Carlos Díaz VázquezCarlos Díaz Vázquez

Indicaron que no pueden retornar a sus centro de trabajo puesto que temen ser agredidas por parte de padres de familias.

Un grupo de maestras de la escuela Secundaria Técnica 131,  ubicada en la Colonia Azteca de Tuxtla Gutiérrez, denunciaron  a Juan Jesús Guillén Micel, Director  de Educación Secundaria y Superior  del  Estado quien las ha hostigado y obligado regresar a clases sin que ofrezca las medidas de seguridad para ello.

Indicaron que no pueden  retornar a  sus centro de trabajo puesto que temen  ser  agredidas por parte de padres de familias derivado de un conflicto interno entre los directivos de ese plantel y la mesa directiva de padres de familias, de la cual también a ellas han involucrado.

Verónica Aguilar, integrante del grupo de maestras afectadas mencionó que son alrededor de 43 trabajadores, entre docentes y administrativos, a quienes se les ha amenazado de ser corridos si regresan a dar clases a dicha institución.

“El motivo se generó a finales diciembre de 2019 a  raíz del cambio de mesa directiva de padres de familias. Acusaron al director  y a la directiva saliente de desvío y mal uso de los recursos que ingresaban a la escuela;  solicitaron una investigación a fondo, además que exigieron la salida del director” detalló.

Pese a que en la investigación a la mesa directiva saliente y el director de la escuela  no se les encontró culpa, los padres de familias tomaron las instalaciones y amenazaron con no dejar entrar a nadie hasta ver al director destituido de ese plantel.

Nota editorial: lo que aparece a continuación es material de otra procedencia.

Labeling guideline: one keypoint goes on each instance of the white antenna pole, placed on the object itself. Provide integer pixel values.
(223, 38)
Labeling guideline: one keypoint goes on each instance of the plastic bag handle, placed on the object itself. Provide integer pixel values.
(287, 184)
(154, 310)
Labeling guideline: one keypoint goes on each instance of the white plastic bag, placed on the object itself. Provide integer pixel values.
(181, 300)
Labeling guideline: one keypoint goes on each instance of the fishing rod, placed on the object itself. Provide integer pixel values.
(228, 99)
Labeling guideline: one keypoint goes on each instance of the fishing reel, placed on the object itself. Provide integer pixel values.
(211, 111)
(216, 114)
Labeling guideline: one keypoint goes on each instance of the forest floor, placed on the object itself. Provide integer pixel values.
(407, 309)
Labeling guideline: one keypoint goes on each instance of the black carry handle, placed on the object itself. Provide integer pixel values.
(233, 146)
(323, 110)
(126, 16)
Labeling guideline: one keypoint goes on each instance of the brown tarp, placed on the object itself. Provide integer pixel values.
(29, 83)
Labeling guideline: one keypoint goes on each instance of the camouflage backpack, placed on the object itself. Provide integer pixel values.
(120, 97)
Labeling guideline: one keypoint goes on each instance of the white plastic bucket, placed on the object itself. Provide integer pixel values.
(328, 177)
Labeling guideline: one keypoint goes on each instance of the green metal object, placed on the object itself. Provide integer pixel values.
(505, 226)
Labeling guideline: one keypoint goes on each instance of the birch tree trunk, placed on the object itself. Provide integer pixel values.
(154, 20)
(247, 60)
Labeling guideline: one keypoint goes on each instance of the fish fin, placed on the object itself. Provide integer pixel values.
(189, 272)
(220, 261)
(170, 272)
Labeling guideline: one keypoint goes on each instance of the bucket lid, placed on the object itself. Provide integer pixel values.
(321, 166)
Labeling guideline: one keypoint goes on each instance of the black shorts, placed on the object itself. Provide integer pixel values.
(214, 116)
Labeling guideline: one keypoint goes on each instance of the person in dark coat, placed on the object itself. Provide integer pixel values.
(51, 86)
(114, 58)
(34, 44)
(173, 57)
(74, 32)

“Incluso dejaron entrever que si los maestros apoyamos al director también no se nos dejaría pasar y eso lo han cumplido porque mantienen cerrada la escuela y no nos dejan entrar” dijo.

Pese a que existe  riesgo de ser agredidos, dijeron, el director de de Educación Secundaria y Superior, Juan Jesús Guillén Micel, las ha obligado a regresar sin las medidas necesarias y sin que atienda a fondo dicha situación.

“Es una persona altanera, déspota que nos grita cuando llegamos a pedirle que solucione esa situación, nosotros sí queremos regresar a dar clases pero no en esas condiciones de amenazas” detalló Verónica Aguilar.

Por esa situación, los más de 300 alumnos que acuden a esa escuela  dejaron  de recibir clases desde el 12 de enero y; les preocupa sobre todo para quienes cursan  tercer año pues en estas fechas ya deberían estar preparándose para solicitar sus prefichas en las preparatorias.

“Si no nos dejan entrar a dar clases, no podrán tramitar sus constancia de estudios, se van atrasar más y corren incluso el riesgo de no aprobar el examen de admisión porque hay temas que no han visto” añadió.